The hull is almost trihedral and rides on a cushion of air. There are plenty of upright edges that keep it tracking in a straight line at speed. The faster it goes the smoother it gets. And with a 200hp Evinrude E-TECH, 2.6lt small-block bolted on the back this boat had some grunt.

At full throttle 5500rpm and about three-quarter trim out the GPS flashed up 57 knots (66mph). This 18-footer was tracking so well that I took my hands off the wheel and it just continued on straight ahead. I have driven some fast boats over the years, but I have never felt as safe as I did in this one at speed. The ride can only be described as outstanding.

It gets up on the plane in 4.1 seconds and sits there around 14 knots (16mph) at an easy 3000rpm. The boat likes to be trimmed to the speed. At 28 knots it only needed about a quarter trim out and at 42 knots half trim was fine. 

Pull it around in a tight turn with a little trim in and it won't break out. Even an inexperienced driver would look good in this boat.

Admittedly, we tested it in smooth water, but that's what this boat is made for. Though once trimmed-in, it doesn't mind the rough stuff either. After launching it over the wash from a passing flybridge cruiser, I expected it to come down with a thump – it didn't, and the passengers appreciated it.

As with all serious bass boats the driver and his mate virtually sit on the floor with individual consoles in front of them. The driving position is almost an open-wheel racing car style with a race boat foot throttle, which all the bass boats are fitting now. With the lever-operated trim on the steering wheel column all the hand control is used for is to select the forward or reverse gear. On this boat a Lowrance LMS 337 was mounted in front of the driver and an X107 was set into the bow, but it will accommodate whatever electronics the owner favours.

I wondered what the stainless half-moon rail on either side was for until I went to get out of the seat and found it very useful. It's a handy addition and it looks good too.

Then I went looking for a footrest for my left foot. There wasn't any, and I found that even in a tight turn it wasn't needed, although it would have been nice to have.
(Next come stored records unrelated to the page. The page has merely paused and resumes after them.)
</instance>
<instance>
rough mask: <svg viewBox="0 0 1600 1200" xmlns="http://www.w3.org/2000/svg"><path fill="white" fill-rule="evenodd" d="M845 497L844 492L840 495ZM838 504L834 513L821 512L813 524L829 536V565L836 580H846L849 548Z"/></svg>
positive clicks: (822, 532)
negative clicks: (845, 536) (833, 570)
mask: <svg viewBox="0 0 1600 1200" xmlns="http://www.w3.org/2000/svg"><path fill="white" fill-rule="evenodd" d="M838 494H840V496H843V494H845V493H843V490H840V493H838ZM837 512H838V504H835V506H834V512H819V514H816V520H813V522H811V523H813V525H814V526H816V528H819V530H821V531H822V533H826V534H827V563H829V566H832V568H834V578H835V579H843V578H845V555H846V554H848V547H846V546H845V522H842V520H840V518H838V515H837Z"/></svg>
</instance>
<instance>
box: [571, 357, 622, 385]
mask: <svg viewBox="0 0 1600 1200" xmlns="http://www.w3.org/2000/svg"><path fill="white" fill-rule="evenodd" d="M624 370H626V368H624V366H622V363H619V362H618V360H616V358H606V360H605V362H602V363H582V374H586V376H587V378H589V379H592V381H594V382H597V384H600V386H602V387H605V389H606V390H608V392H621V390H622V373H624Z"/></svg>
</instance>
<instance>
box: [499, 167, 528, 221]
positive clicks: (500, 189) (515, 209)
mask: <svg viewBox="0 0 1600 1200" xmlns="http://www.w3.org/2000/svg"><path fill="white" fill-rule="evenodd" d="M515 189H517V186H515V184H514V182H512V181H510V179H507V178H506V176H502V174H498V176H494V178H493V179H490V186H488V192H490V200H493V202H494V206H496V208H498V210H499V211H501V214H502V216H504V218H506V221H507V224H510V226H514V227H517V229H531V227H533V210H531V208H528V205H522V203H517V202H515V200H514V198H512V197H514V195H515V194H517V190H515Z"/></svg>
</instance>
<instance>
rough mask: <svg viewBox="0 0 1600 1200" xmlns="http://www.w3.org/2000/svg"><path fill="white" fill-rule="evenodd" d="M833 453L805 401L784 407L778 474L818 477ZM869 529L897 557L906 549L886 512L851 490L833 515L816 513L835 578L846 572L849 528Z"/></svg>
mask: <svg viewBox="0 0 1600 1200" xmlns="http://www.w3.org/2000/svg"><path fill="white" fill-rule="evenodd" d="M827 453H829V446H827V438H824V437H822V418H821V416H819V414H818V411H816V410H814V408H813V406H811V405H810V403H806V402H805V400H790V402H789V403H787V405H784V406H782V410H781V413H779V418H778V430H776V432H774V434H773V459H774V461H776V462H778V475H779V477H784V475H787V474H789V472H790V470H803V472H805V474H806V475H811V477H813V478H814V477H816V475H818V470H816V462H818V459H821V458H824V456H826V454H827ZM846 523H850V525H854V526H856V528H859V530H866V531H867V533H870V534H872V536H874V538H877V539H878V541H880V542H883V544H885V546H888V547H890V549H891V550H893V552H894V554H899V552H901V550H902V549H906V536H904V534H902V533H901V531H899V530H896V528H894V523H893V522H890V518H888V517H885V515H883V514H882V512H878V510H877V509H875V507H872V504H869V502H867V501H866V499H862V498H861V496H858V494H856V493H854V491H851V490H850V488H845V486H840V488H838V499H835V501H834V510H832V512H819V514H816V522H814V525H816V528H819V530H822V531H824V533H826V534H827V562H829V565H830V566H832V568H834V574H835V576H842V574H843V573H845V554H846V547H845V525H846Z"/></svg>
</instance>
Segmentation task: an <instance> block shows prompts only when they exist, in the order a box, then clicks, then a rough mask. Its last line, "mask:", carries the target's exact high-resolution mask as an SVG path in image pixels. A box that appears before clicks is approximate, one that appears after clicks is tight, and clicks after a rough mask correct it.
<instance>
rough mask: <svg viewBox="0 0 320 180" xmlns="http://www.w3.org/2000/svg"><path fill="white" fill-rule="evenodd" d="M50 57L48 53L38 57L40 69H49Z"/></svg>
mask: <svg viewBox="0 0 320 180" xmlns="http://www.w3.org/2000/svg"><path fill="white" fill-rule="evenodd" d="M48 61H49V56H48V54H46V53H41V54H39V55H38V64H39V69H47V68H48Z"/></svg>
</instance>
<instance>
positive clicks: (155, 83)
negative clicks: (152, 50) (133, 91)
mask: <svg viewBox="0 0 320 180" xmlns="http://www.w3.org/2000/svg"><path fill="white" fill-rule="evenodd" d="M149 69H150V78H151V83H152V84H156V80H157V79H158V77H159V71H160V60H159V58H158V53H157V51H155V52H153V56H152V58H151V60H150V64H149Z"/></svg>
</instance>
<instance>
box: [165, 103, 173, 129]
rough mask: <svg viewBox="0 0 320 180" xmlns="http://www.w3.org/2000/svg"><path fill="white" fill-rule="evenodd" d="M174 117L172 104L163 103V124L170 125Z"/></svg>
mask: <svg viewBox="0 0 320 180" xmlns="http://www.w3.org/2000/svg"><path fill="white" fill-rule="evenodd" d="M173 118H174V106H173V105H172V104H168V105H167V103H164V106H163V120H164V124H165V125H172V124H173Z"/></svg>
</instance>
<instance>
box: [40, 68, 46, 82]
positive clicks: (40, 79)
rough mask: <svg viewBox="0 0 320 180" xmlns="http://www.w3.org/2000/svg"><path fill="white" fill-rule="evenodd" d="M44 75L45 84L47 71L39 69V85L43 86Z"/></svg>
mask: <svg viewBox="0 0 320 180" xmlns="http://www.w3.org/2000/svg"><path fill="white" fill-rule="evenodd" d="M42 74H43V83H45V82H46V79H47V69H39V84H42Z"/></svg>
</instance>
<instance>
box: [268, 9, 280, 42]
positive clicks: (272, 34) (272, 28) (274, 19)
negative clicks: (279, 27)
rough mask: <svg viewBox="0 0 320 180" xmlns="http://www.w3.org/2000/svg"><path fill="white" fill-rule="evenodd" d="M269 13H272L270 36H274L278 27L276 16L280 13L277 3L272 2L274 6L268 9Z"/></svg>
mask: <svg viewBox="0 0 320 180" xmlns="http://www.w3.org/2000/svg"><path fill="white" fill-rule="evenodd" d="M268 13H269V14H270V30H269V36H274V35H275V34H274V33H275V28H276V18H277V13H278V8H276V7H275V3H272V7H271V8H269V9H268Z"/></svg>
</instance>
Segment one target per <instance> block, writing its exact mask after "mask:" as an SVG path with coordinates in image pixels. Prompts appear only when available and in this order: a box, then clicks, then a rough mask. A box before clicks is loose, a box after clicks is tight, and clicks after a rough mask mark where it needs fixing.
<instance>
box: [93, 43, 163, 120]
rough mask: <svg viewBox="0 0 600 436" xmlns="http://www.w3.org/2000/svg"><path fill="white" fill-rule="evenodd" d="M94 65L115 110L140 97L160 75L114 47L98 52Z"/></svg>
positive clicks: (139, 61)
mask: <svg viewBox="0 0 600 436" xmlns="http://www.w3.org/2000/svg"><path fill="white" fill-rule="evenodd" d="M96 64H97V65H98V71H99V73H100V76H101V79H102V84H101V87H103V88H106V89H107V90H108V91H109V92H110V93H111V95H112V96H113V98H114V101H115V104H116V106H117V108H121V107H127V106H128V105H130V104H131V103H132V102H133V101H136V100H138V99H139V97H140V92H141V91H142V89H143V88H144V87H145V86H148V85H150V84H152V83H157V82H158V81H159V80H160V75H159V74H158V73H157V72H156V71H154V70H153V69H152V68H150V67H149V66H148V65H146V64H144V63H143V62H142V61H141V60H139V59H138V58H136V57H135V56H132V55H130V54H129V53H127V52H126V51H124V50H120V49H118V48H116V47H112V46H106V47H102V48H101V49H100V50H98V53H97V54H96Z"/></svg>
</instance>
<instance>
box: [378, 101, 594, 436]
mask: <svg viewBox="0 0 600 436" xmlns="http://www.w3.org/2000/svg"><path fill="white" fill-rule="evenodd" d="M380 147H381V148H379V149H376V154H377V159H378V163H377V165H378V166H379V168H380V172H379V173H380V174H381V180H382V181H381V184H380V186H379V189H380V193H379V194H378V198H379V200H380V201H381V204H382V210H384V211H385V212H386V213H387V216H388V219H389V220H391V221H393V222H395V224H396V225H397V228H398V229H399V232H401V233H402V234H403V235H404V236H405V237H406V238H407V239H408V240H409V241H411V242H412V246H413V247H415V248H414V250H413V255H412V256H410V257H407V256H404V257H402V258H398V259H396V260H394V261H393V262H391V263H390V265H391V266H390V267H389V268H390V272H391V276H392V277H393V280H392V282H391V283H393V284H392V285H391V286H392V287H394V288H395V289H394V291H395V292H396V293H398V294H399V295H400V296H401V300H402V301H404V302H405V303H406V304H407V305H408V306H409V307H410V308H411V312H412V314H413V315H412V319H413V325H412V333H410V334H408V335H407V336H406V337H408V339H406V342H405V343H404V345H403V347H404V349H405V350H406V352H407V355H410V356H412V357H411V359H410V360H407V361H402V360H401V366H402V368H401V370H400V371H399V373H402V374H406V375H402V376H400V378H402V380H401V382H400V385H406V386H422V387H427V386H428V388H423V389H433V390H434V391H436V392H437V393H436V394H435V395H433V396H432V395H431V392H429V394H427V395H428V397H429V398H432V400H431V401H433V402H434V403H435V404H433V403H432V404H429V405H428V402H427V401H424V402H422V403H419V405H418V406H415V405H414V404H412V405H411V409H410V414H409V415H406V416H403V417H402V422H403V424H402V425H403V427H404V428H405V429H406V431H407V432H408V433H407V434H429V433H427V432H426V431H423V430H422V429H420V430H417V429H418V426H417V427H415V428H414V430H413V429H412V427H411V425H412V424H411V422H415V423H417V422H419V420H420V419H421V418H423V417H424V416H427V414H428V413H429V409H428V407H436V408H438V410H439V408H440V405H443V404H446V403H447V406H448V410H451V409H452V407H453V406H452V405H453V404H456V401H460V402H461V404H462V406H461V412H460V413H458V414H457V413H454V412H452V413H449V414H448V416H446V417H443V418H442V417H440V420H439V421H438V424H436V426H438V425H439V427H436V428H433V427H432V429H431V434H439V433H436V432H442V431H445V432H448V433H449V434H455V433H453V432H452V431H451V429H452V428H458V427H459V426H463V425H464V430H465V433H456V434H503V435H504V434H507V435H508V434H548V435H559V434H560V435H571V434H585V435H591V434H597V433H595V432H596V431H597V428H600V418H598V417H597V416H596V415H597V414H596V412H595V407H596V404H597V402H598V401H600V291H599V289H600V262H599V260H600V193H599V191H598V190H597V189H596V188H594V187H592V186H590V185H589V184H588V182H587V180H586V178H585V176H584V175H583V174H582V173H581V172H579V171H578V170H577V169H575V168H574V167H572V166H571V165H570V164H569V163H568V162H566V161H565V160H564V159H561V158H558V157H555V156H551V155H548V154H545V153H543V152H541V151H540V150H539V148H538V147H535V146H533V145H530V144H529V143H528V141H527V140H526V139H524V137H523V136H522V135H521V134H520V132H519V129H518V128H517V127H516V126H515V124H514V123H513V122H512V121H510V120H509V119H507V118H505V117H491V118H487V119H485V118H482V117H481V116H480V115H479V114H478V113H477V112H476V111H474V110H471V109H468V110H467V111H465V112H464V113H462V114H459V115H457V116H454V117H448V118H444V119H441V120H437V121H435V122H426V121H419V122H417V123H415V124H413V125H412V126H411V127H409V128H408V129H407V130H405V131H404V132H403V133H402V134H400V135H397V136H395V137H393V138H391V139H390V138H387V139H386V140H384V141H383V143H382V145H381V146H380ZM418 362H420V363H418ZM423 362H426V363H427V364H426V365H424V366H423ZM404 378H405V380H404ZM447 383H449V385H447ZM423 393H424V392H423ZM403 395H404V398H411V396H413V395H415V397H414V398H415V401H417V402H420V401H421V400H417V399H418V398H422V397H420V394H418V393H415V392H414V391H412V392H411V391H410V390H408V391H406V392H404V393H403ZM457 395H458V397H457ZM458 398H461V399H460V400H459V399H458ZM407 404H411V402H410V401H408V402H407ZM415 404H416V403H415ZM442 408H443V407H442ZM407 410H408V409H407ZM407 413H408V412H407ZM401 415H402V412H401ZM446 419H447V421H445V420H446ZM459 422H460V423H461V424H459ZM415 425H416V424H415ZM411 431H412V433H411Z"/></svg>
The shape of the hull makes it very stable for casting or when reaching out to put a landing net under a fish. There were no sudden pitching surprises with two hefty blokes standing on one side.

There are all the usual storage compartments for rods, trolling motor, tackle boxes and all the other gear that seems to find its way onto this type of boat. The large kill tank, live tank and all the other gear is readily accessible. Even the three batteries (two are used for the trolling motor), and the oil bottle for the outboard are easy to get at.

The Labsport Extreme may be a workhorse but the finish is slick. The Stubbs brothers take pride in the fact that there is not a self-tapper in the boat anywhere. The finish is so good that one punter at the Sanctuary Cove International Boat Show earlier this year asked if the boat came from the United States. 

The Labsport Extreme is sure to attract attention at the boat ramp and it will certainly be a quick trip back for the weigh-in after a good day out.